The festival also runs as one of the most prestigious training programs for young classical musicians in the world — many recital programs feature students alongside the resident faculty.
For its second year, Aspen's newest music event brings two days of live performances to the base of the Buttermilk ski area. The 2026 lineup includes John Summit, Empire of the Sun, Passion Pit, Dom Dolla, Polo & Pan, and more — leaning into electronic, indie-electronic, and dance-pop with a stage built into the mountain backdrop.
A different energy from the JAS festivals — younger crowd, dance-oriented programming, two-day pass format.
Three full productions across the 2026 summer at the Hurst Theatre Tent in Rio Grande Park — world-class theatre in an intimate 200-seat tent setting, programmed by Producing Director Jed Bernstein.
Sylvia (June 15–27) — A.R. Gurney's comedy about a couple, a dog, and a marriage, directed by Tony nominee Hunter Foster.
A Chorus Line (July 3–25) — the seventh-longest-running Broadway musical in history, directed by Paige Price (returning to Theatre Aspen after a decade as its Executive Artistic Director). Choreography by Eamon Foley.
Grease (July 31–August 29) — the rock-and-roll musical with the longest tail in modern musical theatre.
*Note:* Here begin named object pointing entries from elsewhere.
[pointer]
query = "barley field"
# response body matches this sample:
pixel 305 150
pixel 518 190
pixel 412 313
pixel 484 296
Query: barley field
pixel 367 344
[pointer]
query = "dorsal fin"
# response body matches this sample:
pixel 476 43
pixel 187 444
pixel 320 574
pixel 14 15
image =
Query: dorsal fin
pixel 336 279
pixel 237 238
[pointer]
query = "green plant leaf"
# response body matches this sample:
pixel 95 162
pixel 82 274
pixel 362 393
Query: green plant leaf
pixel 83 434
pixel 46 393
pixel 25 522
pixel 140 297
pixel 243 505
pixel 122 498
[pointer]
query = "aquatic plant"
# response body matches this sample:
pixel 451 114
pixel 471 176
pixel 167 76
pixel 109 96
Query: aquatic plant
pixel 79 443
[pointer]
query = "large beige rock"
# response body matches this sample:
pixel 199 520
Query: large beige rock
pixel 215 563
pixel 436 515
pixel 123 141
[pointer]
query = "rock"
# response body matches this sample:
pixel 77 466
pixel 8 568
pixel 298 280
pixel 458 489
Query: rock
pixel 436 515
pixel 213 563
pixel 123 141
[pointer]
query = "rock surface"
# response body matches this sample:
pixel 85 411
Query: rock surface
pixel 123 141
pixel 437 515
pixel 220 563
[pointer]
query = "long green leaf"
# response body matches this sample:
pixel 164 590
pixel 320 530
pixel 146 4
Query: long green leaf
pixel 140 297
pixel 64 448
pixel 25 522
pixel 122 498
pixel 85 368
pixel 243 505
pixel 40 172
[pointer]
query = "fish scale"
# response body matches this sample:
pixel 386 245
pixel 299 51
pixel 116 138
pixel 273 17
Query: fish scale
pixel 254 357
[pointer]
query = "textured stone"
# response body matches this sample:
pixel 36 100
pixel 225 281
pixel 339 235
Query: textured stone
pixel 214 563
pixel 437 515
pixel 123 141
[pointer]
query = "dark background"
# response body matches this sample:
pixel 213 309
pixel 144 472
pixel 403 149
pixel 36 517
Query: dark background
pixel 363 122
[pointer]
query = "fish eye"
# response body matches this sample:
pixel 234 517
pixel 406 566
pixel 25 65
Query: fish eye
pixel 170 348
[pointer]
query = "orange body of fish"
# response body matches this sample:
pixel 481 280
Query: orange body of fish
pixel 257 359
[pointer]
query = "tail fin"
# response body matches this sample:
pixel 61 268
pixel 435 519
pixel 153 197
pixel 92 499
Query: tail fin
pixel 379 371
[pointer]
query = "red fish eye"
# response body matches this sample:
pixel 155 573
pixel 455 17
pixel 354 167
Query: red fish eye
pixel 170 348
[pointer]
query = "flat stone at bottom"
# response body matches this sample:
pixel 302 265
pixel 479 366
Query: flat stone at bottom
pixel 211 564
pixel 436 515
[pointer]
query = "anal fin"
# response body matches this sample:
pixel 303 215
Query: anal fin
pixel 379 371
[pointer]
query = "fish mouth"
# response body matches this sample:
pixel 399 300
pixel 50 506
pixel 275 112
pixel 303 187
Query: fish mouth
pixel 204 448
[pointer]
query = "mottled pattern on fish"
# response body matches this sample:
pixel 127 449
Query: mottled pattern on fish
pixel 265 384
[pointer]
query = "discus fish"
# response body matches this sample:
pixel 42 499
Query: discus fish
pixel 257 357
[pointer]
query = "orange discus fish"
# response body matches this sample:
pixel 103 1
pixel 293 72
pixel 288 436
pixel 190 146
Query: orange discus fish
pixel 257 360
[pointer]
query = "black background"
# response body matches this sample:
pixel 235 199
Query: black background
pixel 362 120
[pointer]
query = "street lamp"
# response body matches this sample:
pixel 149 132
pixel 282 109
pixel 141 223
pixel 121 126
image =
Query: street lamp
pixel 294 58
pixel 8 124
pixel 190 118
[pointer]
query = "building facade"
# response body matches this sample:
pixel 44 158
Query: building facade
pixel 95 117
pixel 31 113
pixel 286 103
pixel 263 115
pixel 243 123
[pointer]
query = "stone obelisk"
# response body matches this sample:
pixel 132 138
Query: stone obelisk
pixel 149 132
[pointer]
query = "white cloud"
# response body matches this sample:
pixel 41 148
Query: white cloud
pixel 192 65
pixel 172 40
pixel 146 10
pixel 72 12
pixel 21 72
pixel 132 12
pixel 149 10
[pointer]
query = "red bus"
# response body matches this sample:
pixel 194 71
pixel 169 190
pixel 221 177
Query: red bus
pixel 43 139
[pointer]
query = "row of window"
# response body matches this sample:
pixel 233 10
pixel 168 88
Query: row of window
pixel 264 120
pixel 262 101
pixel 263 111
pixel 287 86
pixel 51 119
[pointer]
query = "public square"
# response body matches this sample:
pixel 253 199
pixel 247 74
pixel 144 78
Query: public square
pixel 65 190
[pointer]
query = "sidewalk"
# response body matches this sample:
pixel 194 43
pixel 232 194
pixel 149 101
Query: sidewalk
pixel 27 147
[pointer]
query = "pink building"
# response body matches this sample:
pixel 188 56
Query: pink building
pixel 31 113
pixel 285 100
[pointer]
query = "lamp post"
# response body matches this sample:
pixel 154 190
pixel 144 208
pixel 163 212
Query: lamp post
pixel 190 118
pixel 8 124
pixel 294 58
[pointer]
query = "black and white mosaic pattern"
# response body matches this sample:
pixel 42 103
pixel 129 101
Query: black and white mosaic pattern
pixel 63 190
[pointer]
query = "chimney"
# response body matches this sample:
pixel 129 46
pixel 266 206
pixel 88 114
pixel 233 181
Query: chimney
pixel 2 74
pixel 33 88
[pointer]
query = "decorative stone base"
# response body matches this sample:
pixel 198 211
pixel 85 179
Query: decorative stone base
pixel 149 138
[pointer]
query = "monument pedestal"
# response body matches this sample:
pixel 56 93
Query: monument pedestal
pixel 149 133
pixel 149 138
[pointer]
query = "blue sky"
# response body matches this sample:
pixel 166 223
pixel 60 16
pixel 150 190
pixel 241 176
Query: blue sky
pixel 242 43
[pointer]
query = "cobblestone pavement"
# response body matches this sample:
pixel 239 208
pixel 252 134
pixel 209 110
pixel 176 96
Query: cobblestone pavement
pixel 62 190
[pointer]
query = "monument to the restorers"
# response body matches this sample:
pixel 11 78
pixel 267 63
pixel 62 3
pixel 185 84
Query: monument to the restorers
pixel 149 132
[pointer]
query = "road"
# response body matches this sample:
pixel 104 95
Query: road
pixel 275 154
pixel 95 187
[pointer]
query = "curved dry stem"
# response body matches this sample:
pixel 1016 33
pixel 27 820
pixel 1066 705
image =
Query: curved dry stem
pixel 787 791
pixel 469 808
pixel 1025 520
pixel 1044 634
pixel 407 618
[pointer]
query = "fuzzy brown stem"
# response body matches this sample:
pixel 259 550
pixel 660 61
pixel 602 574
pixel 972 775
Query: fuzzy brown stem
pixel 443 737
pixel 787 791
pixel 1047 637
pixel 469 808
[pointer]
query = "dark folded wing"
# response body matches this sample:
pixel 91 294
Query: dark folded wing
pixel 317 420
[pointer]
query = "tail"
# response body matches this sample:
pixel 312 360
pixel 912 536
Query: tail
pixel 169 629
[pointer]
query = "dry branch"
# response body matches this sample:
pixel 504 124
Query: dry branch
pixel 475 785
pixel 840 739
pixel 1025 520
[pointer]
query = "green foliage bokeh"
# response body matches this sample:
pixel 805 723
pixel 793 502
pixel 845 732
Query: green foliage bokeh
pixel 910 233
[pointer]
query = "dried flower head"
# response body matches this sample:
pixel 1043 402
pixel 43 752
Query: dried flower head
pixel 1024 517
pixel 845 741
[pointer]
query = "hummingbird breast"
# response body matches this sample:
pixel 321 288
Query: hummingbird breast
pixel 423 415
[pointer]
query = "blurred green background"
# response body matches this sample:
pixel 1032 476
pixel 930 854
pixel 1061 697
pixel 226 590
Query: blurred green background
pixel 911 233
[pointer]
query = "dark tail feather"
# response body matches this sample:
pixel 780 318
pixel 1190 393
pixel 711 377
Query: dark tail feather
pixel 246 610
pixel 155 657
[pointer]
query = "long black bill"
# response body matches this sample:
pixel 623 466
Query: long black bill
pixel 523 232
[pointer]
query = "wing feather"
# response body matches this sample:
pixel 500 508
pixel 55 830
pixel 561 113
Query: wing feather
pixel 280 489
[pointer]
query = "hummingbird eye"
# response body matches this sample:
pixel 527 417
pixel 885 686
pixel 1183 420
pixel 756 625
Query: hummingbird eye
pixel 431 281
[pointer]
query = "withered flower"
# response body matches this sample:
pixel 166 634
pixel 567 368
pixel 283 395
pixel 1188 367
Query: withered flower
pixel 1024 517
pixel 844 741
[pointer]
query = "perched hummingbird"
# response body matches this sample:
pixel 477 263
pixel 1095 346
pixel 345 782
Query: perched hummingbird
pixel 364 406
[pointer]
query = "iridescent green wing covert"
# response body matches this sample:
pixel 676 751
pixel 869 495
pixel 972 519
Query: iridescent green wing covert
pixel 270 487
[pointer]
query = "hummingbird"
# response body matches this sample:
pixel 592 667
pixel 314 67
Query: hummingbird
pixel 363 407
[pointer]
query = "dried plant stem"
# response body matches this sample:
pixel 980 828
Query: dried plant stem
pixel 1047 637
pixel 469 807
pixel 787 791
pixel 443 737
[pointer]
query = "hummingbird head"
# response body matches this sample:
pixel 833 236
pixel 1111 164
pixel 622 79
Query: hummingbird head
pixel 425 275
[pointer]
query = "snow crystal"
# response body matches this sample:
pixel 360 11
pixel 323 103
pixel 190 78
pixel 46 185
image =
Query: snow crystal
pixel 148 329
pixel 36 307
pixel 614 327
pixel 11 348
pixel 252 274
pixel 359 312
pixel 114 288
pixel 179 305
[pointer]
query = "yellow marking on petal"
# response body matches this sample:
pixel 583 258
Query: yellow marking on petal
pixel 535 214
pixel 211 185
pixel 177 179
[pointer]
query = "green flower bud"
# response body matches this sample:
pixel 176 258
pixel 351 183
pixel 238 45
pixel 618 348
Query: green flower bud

Directed by Patrick O'Neill.
Season passes go on sale in April and sell out within 36 hours; single tickets go on sale in May. The Solo Flights Festival of one-person plays follows September 8–13.
One event closes the season, and it is the biggest one of all.
The closing weekend of summer. Three days of dance-oriented popular music — pop, R&B, rock, funk, blues, world, soul — at Snowmass Town Park, with the Elk Mountain Range as backdrop.
Friday, September 4 — Benson Boone, with Trombone Shorty & Orleans Avenue opening. Boone's "Beautiful Things" was the most-streamed song in the world in 2024; he was Best New Artist–nominated at the 2025 Grammys.
Saturday, September 5 — Bonnie Raitt, returning to JAS for the first time since 2000. Thirteen-time Grammy winner, Rock & Roll Hall of Fame inductee, Recording Academy Lifetime Achievement, 2024 Kennedy Center Honoree. Country newcomer Avery Anna kicks off Saturday at 3pm.
Sunday, September 6 — The Red Clay Strays, the Mobile, Alabama band whose breakout "Wondering Why" hit Billboard's Hot Rock & Alternative Top 10. Tim McGraw also on the weekend's lineup.
Three to five main-stage shows daily; smaller side stages between sets. Shows run until ~9:30–10pm. Will Call opens Friday at noon.
If you can afford a non-festival visit, the two weeks after the JAS Labor Day weekend are when the aspens turn gold, the lifts at Maroon Creek scenic gondola open for fall foliage, and the dining rooms become reservable again. The town quiets down for a brief window before the ski-season pre-opening prep begins.